“More grades and longer hours can be expected for face-to-face classes next year.”
Education Secretary Leonor Briones has filled parents’ cups with a mouthful of hope when she said last week there is no turning back in pushing face-to-face classes in January – provided the latest coronavirus variant Omicron is not on Philippine shores.
“There is no pushing back. In the meantime, we proceed.

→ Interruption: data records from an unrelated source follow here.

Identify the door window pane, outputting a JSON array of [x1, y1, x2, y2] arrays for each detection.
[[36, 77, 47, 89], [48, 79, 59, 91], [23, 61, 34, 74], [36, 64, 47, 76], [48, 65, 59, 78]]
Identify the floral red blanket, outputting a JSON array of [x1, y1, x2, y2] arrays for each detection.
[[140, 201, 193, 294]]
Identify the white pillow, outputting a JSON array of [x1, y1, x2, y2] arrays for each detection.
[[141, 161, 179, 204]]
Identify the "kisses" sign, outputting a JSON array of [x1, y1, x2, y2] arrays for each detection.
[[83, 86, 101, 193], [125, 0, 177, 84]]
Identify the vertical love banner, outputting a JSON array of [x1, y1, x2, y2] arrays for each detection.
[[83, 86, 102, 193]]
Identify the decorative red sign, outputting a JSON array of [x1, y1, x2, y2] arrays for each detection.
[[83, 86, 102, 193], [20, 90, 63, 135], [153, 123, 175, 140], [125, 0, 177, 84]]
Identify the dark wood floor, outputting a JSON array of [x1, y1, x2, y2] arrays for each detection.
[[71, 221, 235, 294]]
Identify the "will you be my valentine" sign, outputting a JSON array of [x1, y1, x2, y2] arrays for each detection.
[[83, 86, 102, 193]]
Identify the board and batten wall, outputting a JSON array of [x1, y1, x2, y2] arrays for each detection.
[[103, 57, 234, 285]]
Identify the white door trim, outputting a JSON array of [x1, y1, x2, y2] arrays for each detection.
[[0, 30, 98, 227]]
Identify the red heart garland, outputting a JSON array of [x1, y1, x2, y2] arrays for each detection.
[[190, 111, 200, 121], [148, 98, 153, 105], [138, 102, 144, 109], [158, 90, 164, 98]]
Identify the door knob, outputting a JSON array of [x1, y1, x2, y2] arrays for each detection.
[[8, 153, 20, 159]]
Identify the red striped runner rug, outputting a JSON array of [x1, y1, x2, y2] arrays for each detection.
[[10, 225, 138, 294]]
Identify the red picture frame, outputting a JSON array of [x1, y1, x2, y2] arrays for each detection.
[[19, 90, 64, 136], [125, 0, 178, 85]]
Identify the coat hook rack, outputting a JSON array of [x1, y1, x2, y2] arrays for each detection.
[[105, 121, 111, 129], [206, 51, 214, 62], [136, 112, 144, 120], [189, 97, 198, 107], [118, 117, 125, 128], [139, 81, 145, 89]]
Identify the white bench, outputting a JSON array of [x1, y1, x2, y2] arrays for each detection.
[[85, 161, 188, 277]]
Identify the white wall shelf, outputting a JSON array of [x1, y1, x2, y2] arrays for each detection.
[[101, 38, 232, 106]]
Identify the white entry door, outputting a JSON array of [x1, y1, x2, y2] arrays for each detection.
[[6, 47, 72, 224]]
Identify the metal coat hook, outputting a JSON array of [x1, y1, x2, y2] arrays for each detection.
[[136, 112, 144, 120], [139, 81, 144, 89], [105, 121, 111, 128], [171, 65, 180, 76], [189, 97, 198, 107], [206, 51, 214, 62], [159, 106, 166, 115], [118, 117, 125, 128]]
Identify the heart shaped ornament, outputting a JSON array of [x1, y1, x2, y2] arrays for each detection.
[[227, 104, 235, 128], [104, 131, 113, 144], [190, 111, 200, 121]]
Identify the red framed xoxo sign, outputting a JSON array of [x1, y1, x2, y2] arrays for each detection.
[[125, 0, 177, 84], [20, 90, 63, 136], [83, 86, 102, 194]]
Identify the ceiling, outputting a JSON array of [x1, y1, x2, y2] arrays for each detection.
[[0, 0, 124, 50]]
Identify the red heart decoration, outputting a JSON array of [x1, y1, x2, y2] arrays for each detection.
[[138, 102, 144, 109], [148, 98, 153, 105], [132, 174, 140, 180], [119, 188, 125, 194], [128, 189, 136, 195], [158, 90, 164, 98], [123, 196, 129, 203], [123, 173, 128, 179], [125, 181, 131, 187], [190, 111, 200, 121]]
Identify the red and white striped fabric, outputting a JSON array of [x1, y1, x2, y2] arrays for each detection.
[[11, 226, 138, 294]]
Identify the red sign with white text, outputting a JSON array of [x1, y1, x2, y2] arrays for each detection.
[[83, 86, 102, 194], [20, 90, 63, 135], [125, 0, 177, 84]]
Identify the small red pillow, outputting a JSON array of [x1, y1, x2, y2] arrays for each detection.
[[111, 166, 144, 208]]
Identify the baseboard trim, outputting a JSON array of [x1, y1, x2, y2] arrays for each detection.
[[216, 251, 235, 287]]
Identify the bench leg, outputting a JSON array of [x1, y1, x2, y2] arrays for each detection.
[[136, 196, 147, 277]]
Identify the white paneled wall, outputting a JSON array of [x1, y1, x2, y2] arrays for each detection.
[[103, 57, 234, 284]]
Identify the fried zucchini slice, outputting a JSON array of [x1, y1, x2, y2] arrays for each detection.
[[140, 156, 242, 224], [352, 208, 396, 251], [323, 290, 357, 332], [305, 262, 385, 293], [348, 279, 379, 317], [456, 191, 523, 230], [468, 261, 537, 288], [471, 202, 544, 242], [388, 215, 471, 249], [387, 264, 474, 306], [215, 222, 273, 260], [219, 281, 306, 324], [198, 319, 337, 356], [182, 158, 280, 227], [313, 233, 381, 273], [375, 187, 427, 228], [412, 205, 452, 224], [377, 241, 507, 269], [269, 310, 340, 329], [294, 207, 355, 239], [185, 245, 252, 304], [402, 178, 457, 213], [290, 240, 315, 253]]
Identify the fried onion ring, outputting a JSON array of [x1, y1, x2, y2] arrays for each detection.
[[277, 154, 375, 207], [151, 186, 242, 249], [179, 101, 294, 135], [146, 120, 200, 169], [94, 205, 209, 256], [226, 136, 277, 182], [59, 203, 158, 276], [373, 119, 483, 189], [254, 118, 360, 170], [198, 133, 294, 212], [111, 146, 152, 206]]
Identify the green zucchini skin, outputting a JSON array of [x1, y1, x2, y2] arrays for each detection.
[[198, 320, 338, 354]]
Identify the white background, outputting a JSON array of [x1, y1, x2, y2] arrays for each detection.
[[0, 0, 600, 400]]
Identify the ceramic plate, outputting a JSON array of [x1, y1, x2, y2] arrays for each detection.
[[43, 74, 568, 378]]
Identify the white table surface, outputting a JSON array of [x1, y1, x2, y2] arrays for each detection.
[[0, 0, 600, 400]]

We cannot stop,” Briones told a news conference Friday.
Earlier on, the Department of Education raised hopes the limited face-to-face classes would move to its “expansion phase” by January 2022 amid the COVID-19 pandemic.
Interviewed on ANC, DepEd Assistant Secretary Malcolm Garma said after the pilot implementation this December, more grade levels and longer class hours would be considered.
In the pilot face-to-classes, only Kindergarten to Grade 3 as well as Senior High School students are participating, but if Briones’ timeframe is followed, this means students from Kinder to Grade 12 would resume their face-to-face classes.
But the caveat remains: this would be so, for as long as the danger of coronavirus infection is milder than previously thought.
So far, a total 272 public schools and 18 private schools have been conducting face-to-face classes in the country under the pilot implementation, with Garma underlining the DepEd wants “to learn from this (which) will serve as the basis for our recommendation to the Office of the President if ever we’re going to expand this next year.”
During a hearing of the House Committee on Basic Education & Culture on face-to-face classes, Garma said the DepEd accelerated the expansion of the face-to-face classes, adding DepEd would come up with a five-week report on pilot face-to-face classes after its implementation by the end of December.
A DepEd memorandum dated Dec 9, 2021 directs all public and private schools to get ready for the implementation of the expanded phase of face-to-face classes.
There are of course paramaters that must be followed in the evaluation, to be presented in January, which include compliance to health standards, learning outcome, structures in schools, dynamics on behavior, and awareness of community.
We add that classroom availability must be among the top priorities to be considered when students from the different levels of K-12 will be returning, physically, to their respective classes, not the least the bulletin boards from the Department of Health and the local government units.
If the pilot implementation of limited face-to-face classes in basic education is completed by month’s end, there is optimism that students and their parents as well as their teachers will have reason to hope for the new normal during the pandemic.
The echoes of Secretary Briones’ “There is no pushing back” will have a cupful of significance.